5. Tahun terbit : 2010
6. Tebal buku : xii + 323 Halaman
7. Kategori : Biografi
8. Harga buku : Rp. 80.000
9. Resolusi : 14 cm x 21 cm
Salah satu buku Biografi yang saya sukai adalah tulisan pengalaman pribadi Prof. DR. B.J Habibie terhadap pasangan jiwa, belahan hatinya, dr. Hj. Hasri Ainun Habibie binti R. Mohamad Besari (1937-2010). Pengungkapan penulisan buku Biografi ini bergaya novel sehingga enak dibaca dan mampu menyentuh emosi pembaca. Apalagi, saat berkunjung ke rumah beliau di Patra Kuningan, Jakarta, pulangnya kami mendapat cinderamata langsung dari beliau sebuah buku yang saya pun sudah membelinya sebelumnya. Bedanya, buku dari beliau bertanda tangan Bapak Habibie.
Dimulai dengan Kata Pengantar, penulis menuntun pembaca memasuki “gerbang” suasana hati dan kondisi psikologis Bapak Habibie yang begitu dahsyat porak poranda akibat ditinggal pasangan hidupnya yang telah membersamainya selama 48 tahun 10 hari.
Dengan kondisi yang patah sayap ini, atas saran dokter di Hamburg, Muenchen dan Indonesia, Bapak Habibie disarankan untuk menuliskan rasa yang ada dalam dirinya agar terhindar dari gangguan psikosomatik, sebuah gejala penyakit yang erat hubungannya antara faktor, fisik, psikologis dan sosial. Di setiap waktu, tempat dan suasana, wajah almarhumah terus ada di pelupuk matanya. Bapak Habibie menulis dengan sepenuh jiwa yang lancar dituangkannya ke dalam tulisan, seolah bagai air mengalir deras dari puncak gunung menuju samudera. Tak jarang, tetes air mata menyertai setiap kata yang begitu dalam artinya bagi beliau.

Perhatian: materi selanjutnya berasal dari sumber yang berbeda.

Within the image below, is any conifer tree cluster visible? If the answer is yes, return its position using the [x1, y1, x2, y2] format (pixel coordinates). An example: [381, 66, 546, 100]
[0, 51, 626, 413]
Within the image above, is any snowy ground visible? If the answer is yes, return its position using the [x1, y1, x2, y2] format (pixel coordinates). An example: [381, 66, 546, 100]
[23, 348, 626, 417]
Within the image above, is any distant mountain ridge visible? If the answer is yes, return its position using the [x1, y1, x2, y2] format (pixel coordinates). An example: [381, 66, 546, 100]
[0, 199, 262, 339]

Sebuah kalimat terbaik yang selalu Bapak Habibie ingat dari sang kekasih adalah, “The big you and the small I”. Sebuah ungkapan yang mempersilakan sang suami menjadi imam untuk melangkah ke depan dan Ibu Ainun mengikutinya dari belakang. Kondisi ini menjadi harmoni dan keseimbangan dalam membina berkeluarga. Ini pula kunci sukses Bapak Habibie sebagai intelektual, pemimpin bangsa dan tokoh berpengaruh dunia. Melalui tulisan, Bapak Habibie menyembuhkan luka jiwanya, mencerahkan hidupnya dengan mendapat limpahan hidayah dari Allah Swt dan menjadi inspirasi bagi banyak orang. Apalagi kemudian, buku-buku beliau, termasuk buku Habibie & Ainun ini, muncul di layar lebar.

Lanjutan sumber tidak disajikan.